The paper introduces scPower, an analytic framework and R package/web tool for designing and powering multi-sample scRNA-seq DE and eQTL studies at cell-type resolution. By modeling expression detectability with cell-type–specific priors and combining it with DE/eQTL power under multiple-testing control, scPower enables rapid optimization of sample size, cells per sample, and read depth under budget constraints. Empirical validations and benchmarking demonstrate accurate predictions and orders-of-magnitude runtime and memory advantages over simulation-based approaches. Broad recommendations emerge: prioritize measuring many cells per individual at modest read depth (~10k reads/cell), and for eQTLs, allocate budget to increase sample size. Future work can expand priors using growing single-cell atlases, extend to other applications (e.g., co-expression, variance QTLs), and incorporate continuous cell-state annotations or additional experimental complexities. The tool provides a foundation for rational, data-driven experimental design across organ systems and platforms.

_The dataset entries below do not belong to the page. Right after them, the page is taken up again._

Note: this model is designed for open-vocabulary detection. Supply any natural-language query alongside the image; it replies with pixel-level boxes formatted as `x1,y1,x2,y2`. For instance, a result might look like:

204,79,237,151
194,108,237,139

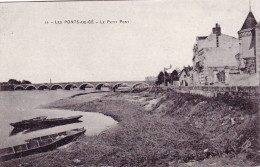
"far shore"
0,88,260,167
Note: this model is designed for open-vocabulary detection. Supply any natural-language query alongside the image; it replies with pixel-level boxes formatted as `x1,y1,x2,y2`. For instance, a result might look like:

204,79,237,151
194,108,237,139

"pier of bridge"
11,81,150,90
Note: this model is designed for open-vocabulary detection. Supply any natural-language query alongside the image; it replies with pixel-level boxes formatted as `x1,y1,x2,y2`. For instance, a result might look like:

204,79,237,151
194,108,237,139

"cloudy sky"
0,0,260,83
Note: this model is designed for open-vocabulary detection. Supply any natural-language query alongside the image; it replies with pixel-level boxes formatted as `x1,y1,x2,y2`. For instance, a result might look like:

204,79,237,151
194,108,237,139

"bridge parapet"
10,81,152,90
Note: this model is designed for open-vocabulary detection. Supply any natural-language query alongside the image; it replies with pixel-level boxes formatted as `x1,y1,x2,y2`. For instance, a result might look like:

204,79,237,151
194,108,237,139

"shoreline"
1,89,257,166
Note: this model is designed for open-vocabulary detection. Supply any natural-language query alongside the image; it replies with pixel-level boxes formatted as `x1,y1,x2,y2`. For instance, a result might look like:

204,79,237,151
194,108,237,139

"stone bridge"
14,81,150,90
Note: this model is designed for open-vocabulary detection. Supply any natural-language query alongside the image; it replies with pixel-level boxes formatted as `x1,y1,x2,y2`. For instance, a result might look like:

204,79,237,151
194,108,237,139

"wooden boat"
0,128,86,162
10,115,82,129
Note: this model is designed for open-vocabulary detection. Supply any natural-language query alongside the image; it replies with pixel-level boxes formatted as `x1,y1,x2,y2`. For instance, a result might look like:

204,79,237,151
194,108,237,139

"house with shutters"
192,24,239,85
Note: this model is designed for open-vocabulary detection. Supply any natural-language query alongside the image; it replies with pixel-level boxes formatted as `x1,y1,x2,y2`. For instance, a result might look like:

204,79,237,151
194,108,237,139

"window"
217,71,226,82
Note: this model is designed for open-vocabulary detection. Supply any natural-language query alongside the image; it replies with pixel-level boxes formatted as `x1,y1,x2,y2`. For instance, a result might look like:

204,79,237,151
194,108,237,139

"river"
0,89,117,148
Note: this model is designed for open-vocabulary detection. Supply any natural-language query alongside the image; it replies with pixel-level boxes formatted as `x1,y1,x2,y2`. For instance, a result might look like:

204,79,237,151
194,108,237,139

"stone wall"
172,86,260,97
228,73,260,86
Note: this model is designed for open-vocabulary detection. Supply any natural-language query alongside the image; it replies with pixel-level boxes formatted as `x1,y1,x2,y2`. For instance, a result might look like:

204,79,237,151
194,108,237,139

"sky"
0,0,260,83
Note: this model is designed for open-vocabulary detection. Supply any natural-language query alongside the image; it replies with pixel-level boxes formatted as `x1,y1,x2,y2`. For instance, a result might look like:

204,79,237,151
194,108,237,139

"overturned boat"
0,128,86,162
10,115,82,129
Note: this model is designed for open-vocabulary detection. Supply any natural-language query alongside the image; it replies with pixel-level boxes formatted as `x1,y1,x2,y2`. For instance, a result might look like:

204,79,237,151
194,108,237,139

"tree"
171,69,179,83
156,71,164,85
164,71,171,86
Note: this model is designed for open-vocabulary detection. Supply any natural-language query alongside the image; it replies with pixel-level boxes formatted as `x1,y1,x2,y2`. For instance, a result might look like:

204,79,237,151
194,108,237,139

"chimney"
212,23,221,47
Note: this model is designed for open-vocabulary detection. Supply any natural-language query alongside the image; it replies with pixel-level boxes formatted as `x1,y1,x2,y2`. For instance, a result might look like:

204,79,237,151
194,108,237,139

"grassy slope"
2,89,259,166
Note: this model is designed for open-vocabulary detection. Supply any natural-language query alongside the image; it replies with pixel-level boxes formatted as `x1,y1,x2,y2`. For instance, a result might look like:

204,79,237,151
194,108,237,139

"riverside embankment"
1,88,259,166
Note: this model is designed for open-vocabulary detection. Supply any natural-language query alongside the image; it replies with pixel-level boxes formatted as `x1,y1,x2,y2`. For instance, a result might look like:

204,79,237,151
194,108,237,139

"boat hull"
10,115,82,129
0,129,86,162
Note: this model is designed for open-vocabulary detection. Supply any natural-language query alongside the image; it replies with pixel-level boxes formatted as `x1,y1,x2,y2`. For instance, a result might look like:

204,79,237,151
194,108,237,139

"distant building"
179,66,193,86
191,24,239,85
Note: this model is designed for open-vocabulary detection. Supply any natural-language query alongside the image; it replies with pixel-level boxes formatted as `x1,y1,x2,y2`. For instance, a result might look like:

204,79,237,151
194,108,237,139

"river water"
0,90,117,148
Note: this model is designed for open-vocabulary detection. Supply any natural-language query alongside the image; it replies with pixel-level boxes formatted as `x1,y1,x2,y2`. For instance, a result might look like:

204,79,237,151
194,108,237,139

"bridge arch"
133,82,150,88
64,84,77,90
38,85,49,90
14,85,24,90
96,83,111,90
50,84,62,90
79,83,94,90
25,85,37,90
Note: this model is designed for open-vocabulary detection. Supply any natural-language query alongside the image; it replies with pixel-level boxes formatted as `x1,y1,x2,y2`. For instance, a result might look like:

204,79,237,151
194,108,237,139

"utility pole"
163,64,172,86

- Dependence on priors: Optimal designs and power estimates depend on effect-size and expression priors; mismatched or small pilot datasets bias power, particularly at larger sample sizes where smaller effects become detectable but are absent from priors. - Threshold choices: Expression detection thresholds (counts and fraction of individuals) influence power and optimal parameters; more lenient thresholds can inflate false positives. FDR optimization of thresholds can increase discoveries but may raise false-positive rates. - Doublet modeling: Default 10x-based doublet rates are lower-bound estimates; real experiments may have higher doublet rates, reducing usable cells and read depth per singlet. Benefits of overloading assume high doublet-detection accuracy. - Model scope: The framework assumes discrete cell-type annotations and pseudobulk aggregation; continuous trajectories (e.g., pseudotime) require discretization. Co-expression or other endpoints may need different optimal designs not addressed here. - eQTL analytics at low expression: Analytic power is adjusted by simulations for low-mean genes; accuracy depends on simulation calibration and assumptions (e.g., transformations, residual normality). - Multiple testing control: eQTL FWER assumes a default number of independent SNPs per gene (e.g., 10); deviations affect thresholds. DE FDR control uses Jung’s method since p-values are not explicitly computed. - Platform-specific costs and efficiencies: Smart-seq2 incurs higher per-cell costs, limiting power under fixed budgets; estimates rely on cost parameters that may vary across labs. - Unmodeled factors: While batch effects can be accommodated analytically by covariates in downstream models, uncorrected batch or group-wise differences in cell-type proportions reduce power; guidance is provided for conservative estimates but not fully modeled within the analytic core. Variance QTL power is not addressed due to lack of priors.